Target’s Elimination of Farmed Salmon is a Smart PR Decision

Target announced last week it has eliminated all farmed salmon from its fresh, frozen, and smoked seafood offerings in Target stores nationwide. This announcement includes Target owned brands – Archer Farms
and Market Pantry – and national brands. All salmon sold under Target owned brands will now be wild-caught Alaskan salmon.  Target is taking this important step to ensure that its salmon offerings are sourced in a sustainable way that helps to preserve abundance, species health and doesn’t harm local habitats.

Why is this important?

I became aware of the realities of salmon farming while reading Charles Fishman’s book The Wal-Mart Effect: How the World's Most Powerful Company Really Works--and How It's Transforming the American Economy. Fishman writes Wal-Mart, whose company sells more salmon than any other store in the country, buys all its salmon from Chile:

“Atlantic salmon are not native to Chile (its coastline runs along the Pacific). It's an exotic species that is literally farmed and processed by thousands of Chileans. The labor conditions are certainly a concern (long hours, low pay, processing of salmon with razor-sharp filleting instruments).
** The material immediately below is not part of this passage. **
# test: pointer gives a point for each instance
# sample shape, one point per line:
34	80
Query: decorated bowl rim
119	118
Another concern is the environment. Salmon farming is already transforming the ecology of southern Chile "with tens of millions of salmon living in vast ocean corrals, their excess food and feces settling to the ocean floor beneath the pens, and dozens of salmon processing plants dumping untreated salmon entrails directly into the ocean."

He then asks:

"Does it matter that salmon for $4.84 a pound leaves a layer of toxic sludge on the ocean bottoms of the Pacific fjords of southern Chile? After all, these salmon are raised in pens (with as many as one million per farm). They are fed antibiotics to prevent disease. As a result, you have quite a mess. One million salmon produce about the same amount of waste as 65,000 people. And add to that additional waste from unconsumed food and antibiotic residue. In essence, the current method of salmon farming creates a toxic seabed.
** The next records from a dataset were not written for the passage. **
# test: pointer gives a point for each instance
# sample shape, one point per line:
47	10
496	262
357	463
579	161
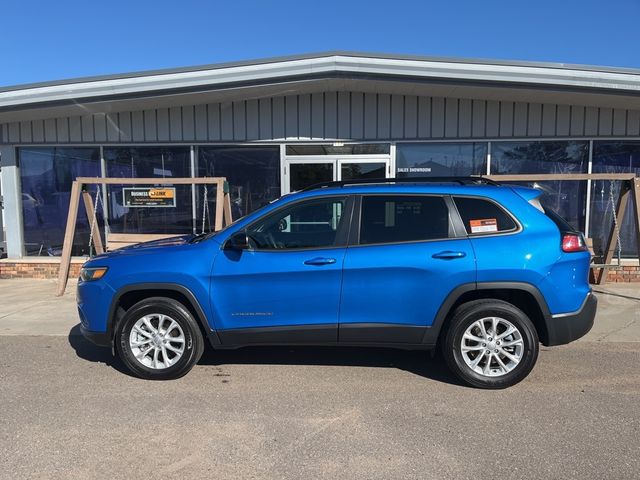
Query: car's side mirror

So how do we change this? His answer is simple: by changing consumer behavior. If shoppers won't buy salmon until Wal-Mart insists on higher standards, Wal-Mart will insist on them. The same company that created this huge market for salmon can also change it. But this will only happen if consumers voice their concerns and back it up with their behavior."
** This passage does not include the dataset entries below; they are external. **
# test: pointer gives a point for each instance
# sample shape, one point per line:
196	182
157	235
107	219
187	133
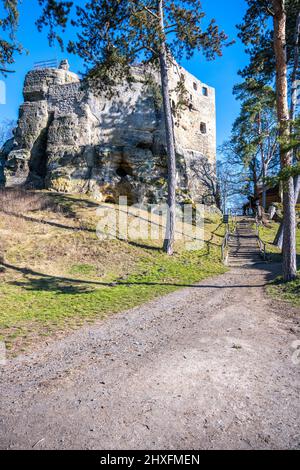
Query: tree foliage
113	35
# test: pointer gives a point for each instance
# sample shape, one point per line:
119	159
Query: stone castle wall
72	140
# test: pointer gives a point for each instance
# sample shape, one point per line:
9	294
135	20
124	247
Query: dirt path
206	367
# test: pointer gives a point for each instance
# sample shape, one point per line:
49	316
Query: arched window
203	128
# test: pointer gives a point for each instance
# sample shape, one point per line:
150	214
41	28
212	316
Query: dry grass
56	274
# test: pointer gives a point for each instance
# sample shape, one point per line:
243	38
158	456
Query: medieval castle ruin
69	139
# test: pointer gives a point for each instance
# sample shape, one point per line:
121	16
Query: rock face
69	139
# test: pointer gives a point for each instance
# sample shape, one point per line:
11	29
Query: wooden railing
262	245
224	247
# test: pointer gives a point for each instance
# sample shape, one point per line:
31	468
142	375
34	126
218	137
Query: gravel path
207	367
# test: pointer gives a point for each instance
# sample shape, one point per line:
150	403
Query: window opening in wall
203	128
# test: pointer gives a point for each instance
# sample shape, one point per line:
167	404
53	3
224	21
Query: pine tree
271	51
54	14
255	133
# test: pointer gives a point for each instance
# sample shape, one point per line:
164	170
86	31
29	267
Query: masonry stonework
70	139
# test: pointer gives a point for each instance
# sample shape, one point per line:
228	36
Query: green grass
289	292
45	290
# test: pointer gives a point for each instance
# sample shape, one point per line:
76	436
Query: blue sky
221	73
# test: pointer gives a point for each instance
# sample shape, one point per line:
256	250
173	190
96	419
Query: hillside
288	292
56	275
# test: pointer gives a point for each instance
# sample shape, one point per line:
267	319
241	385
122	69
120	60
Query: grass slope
289	292
56	275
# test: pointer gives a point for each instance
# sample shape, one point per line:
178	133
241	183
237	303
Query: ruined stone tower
70	139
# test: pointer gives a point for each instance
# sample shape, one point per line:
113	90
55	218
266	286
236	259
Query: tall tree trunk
279	236
171	153
263	163
289	214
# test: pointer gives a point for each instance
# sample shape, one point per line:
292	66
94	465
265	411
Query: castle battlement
71	139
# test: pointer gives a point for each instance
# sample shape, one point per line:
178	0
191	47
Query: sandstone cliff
69	139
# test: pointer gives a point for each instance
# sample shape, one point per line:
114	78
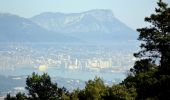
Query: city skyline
130	12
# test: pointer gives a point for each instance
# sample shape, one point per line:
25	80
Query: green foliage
19	96
151	74
40	87
149	78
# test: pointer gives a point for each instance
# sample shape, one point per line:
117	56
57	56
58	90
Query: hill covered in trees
149	78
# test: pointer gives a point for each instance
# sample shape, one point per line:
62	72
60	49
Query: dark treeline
149	79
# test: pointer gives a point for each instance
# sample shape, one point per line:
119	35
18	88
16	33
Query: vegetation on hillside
148	79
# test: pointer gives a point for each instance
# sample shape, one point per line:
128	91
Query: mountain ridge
94	26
I have never been a fan of Wal-Mart always preferring to shop at the more sophisticated higher priced Target.* Family members who are fans of Wal-Mart loved to bait me with statements such as “Target’s business practices are no better than Wal-Mart's.” “What’s wrong with you; don’t you like to save money?” This latest move clearly places Target ahead of Wal-Mart and many other retailers in the environmentally conscious arena.

* In actuality, I’m really not much of a Target shopper either, but after reading "The Wal-Mart Effect" I will defend almost any store against Wal-Mart.